February 11, 2025 // Perspective
Allow Christ to Abide within You
The collect prayer for this Sunday’s Mass is a very simple and straightforward prayer with rich context worthy of our reflection. Indeed, the collect prayer used for the Sixth Sunday of Ordinary Time is ancient, having its source in a sacramentary from the sixth century. A connection that is also helpful is that a modified version of this collect prayer appears in the third option for a collect in the Common of Virgins – a point that connects us right into the heart of the prayer and its meaning.
The prayer reads: “O God, who teach us that you abide in hearts that are just and true, grant that we may be so fashioned by your grace as to become a dwelling pleasing to you.”
Two words in particular stand out here: abide and dwelling. In the Latin text, the word translated as “abide” is the same as it is in the Gospel of John: manere. Perhaps one of the most famous and complete expressions of the Lord about this abiding comes from John 15:4-11: “Remain in me, as I remain in you. Just as a branch cannot bear fruit on its own unless it remains on the vine, so neither can you unless you remain in me. I am the vine, you are the branches. Whoever remains in me and I in him will bear much fruit, because without me you can do nothing. Anyone who does not remain in me will be thrown out like a branch and wither; people will gather them and throw them into a fire and they will be burned. If you remain in me and my words remain in you, ask for whatever you want and it will be done for you. By this is my Father glorified, that you bear much fruit and become my disciples. As the Father loves me, so I also love you. Remain in my love. If you keep my commandments, you will remain in my love, just as I have kept my Father’s commandments and remain in His love. I have told you this so that my joy may be in you and your joy may be complete.”
Thus, we can see that the heart that is just and true is not by the human assessment but rather determined so by the standard that the Lord Himself articulates. Right after this passage in the Gospel comes the command to love one another with the love of the Lord. Abiding and keeping the commandments of the Lord are so intertwined that they cannot even be conceptually separated.
Even still, this word “abide” is frequently used to draw out the mode of God’s promise to be presence in the heart of believers – thus, it is a type of earthly presence and the sense that God remains with us even after the Ascension. (It is therefore actually helpful when the word “abide” is used in relation to Jesus’ Eucharistic presence in this world.)

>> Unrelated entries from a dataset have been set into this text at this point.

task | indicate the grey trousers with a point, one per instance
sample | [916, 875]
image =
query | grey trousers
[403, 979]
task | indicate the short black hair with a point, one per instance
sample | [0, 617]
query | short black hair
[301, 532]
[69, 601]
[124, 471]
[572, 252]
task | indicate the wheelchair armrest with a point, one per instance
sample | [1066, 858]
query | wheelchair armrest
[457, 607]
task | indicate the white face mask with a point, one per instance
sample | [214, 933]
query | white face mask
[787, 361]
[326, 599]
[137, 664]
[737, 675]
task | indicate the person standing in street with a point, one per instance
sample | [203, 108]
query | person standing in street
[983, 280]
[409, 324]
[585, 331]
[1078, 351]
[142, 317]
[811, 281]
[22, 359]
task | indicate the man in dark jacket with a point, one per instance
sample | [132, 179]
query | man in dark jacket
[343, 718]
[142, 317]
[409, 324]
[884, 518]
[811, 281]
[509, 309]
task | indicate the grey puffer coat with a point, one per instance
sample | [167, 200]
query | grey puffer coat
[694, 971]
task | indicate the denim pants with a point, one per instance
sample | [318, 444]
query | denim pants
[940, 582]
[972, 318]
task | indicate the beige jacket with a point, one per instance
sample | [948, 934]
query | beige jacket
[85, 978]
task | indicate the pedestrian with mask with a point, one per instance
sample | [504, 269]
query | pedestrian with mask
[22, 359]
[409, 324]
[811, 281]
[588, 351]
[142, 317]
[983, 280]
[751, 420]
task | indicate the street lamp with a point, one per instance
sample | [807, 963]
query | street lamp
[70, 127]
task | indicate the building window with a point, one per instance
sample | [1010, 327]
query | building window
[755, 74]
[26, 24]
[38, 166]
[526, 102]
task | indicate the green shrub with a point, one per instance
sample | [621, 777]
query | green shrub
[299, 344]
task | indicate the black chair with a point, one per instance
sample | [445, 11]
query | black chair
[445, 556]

The word used here for dwelling is different; it is habitare. This word is more closely associated with St. Paul’s writings and the indwelling of God through the Spirit. Therefore, this petition is set in the context of divinization – becoming more and more like God – through the complete indwelling of the Spirit that transforms us. This explains the movement of the prayer – that the way in which Christ is present to us (abiding) though our obedience to His teachings (all of them – not just the ones we like or find easy) opens us to the work of His grace, which then strengthens our transformation to be more like Him now and in the future (indwelling).
This is perhaps one of the simplest and complete explanations of the Christian life – our task is to sanctify the world by reconciling all things back to God the Father. To do this, we need the presence of His Son and Spirit in the particular ways they work in our lives (thus, we need to live a full Trinitarian life as Christians). Through the action of God’s grace, first possible because of the open heart that obeys His complete commands, we become little tabernacles of the Spirit – capable of transforming the world.
At the invitation to pray at this week’s Mass, we would do well to call to mind the ways in which we do not have a heart that is just and true – and give those blocks to God for transformation – so that we can (even in just a small way) become more what we are meant to be as Christians – namely, souls dedicated completely to God for the salvation of the world.
Father Mark Hellinger is parochial vicar at St. John the Baptist Catholic Church in Fort Wayne.